●ダイカスト工法など、新たな技術を次々と採用

 小型化・低コスト化に向け、新たな技術で難関を乗り越えてきた開発チームだったが、最大の課題が残っていた。ABS装置のサイズを決める最も大きな要素であるACTハウジングである。
 前モデルの「AW」で採用されていたのは押出し材だったが、これには弱点があった。後加工で切削などに手間がかかり、コスト負担が大きいのである。これを解決すべく採用されたのが、アルミ製ダイカスト(鋳造)工法だった。従来の工法と比べ、小型化に適していて、コスト面も有利だったからである。だが、一方で鋳巣が生じやすいという欠点を持っていた。特にACTハウジングのような厚い形状には適さないと見られていた。しかし、小型化・低コスト化をクリアするにはダイカスト工法が欠かせないと判断した当社は、生産技術部や仕入先との連携により、挑戦を開始。最終的に品質的にも満足のいくダイカストによる製法を確立した。

 生産技術部で量産化に取り組んだ電子・走行系生技グループリーダーの林は、ハウジング製造を担当したアイシン軽金属と西尾工場で熱弁を振るっていた。
 「せっかく設備投資するんだ。全工程に新しい技術を採り入れようじゃないか」
 その熱意を共有した同グループの鷲見、天野により、続々と新しい技術や工夫がなされ、懸案だった後工程での加工をかなり減らすことに成功。また、従来ボルト締めしていた部分は、油漏れの発生を防ぐために、アルミ製ハウジングをかしめ加工(圧縮)で変形させるシール技術で対応した。
 「同じことをやっていては成長はない。つねに新しい技術を採り入れることで、次のステップへと駆け上ることができる」という林の信念に対する現場からの答えだった。
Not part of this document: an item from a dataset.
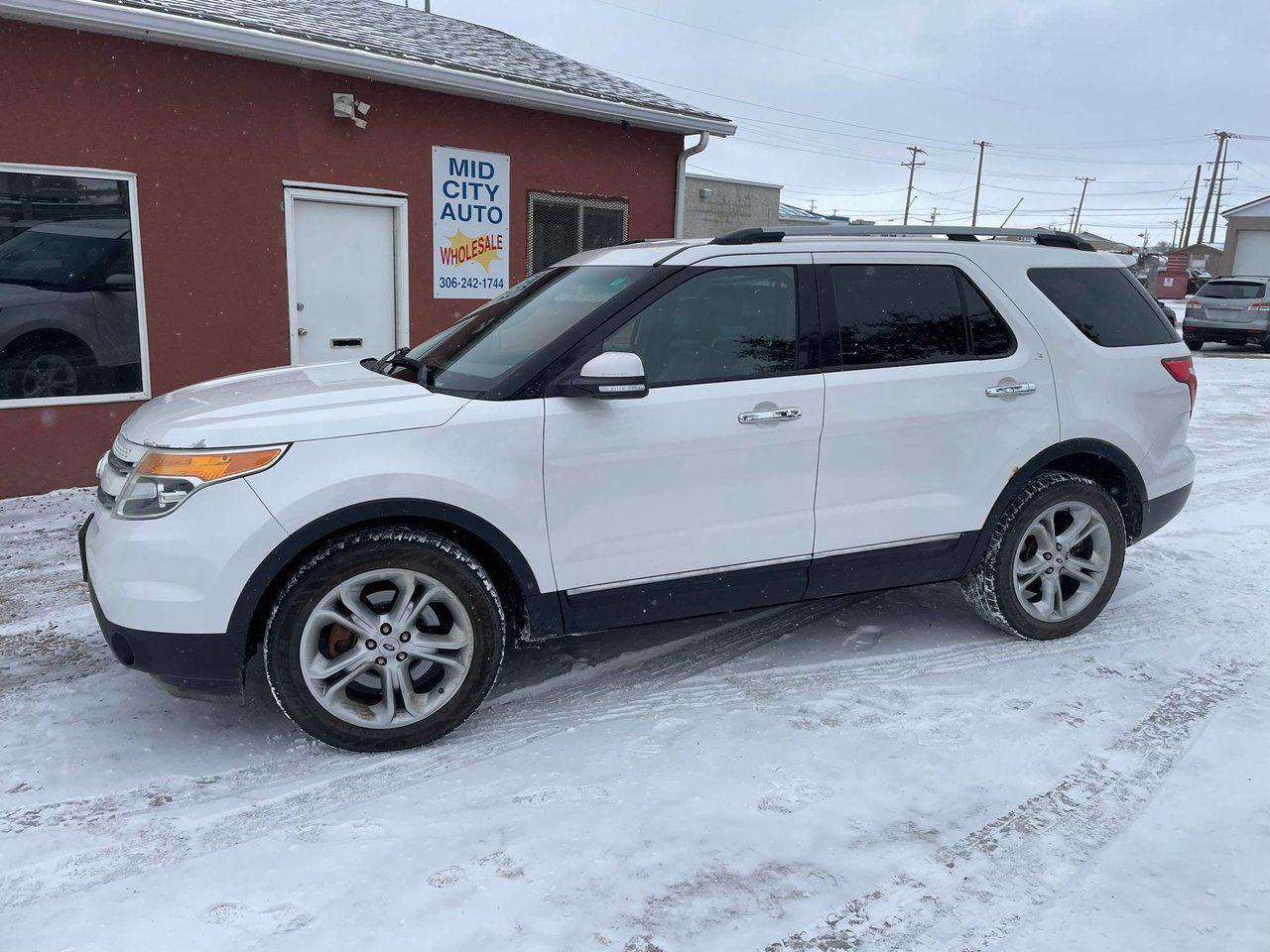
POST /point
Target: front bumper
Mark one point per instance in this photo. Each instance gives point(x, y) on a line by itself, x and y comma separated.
point(189, 665)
 一方、ECU基板の生産を担当したのは半田電子工場だった。
 ここから搬送されたECU、ACTハウジングなどが半田工場で完成品に組み付けられていくのだが、それが可能だったのは95年に量産を始めた「AW」の量産時に、新たな基板製造用の設備を整えていたからだった。
 その後も改善の手は緩めていなかった。半田電子工場長・小浜やECUの基板実装・組付を担当した生産技術部の高橋、神谷、鳥居らを中心に、実装ラインなどでクリーン度の向上や異物対策を一層強化したほか、床面を静電気防止タイルにするといった細かな改善も重ねた。保管庫の温度湿度管理など各工程の環境維持にも気をつかった。
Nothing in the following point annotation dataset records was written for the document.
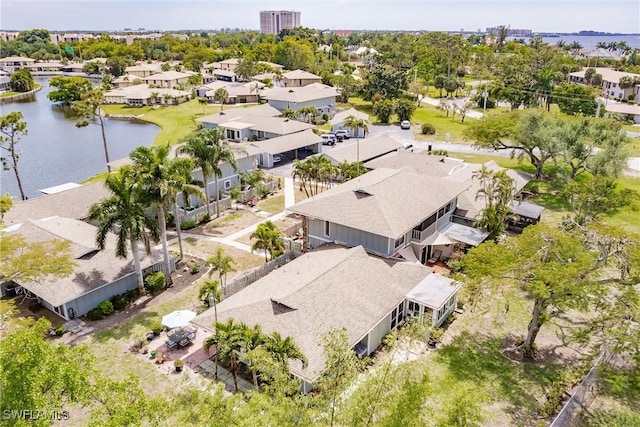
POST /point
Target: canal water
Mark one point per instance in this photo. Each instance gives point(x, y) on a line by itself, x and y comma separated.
point(55, 152)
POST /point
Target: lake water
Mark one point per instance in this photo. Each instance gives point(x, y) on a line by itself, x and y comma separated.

 結果は上々だった。手作業を減らし、最新の生産ラインや評価装置を導入することで、前回のAWのECUで5分かかっていた実装工程を1分に短縮できた。また高速で品質検査を行うため、今まで製品を実際に作動させていた検査工程には、通信で自己診断できる“次期ダイアグモニター”を採り入れた。
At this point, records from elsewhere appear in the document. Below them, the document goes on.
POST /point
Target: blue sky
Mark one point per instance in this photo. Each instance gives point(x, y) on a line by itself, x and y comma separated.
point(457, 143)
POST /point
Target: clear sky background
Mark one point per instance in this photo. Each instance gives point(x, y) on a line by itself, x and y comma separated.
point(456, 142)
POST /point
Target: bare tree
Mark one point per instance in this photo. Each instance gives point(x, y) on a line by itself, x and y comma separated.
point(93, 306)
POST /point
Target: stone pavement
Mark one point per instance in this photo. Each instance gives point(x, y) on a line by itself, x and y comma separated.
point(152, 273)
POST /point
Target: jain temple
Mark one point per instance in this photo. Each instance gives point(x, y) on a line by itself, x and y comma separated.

 こうした技術導入や改良はほんの一部にすぎなかったが、神谷や鳥居たちの「次の工程への配慮」は着実な成果を生み出していた。

かしめ加工の実験

次期ダイアグモニター
従来よりも大容量、高速で通信可能なECUの自己診断モニター。
例えば、検査機から、信号を与えた時の状態を次期ダイアグモニターでECUがどのように受け取っているかを通信して調べ、回路に異常がないかを検査するのに使用している。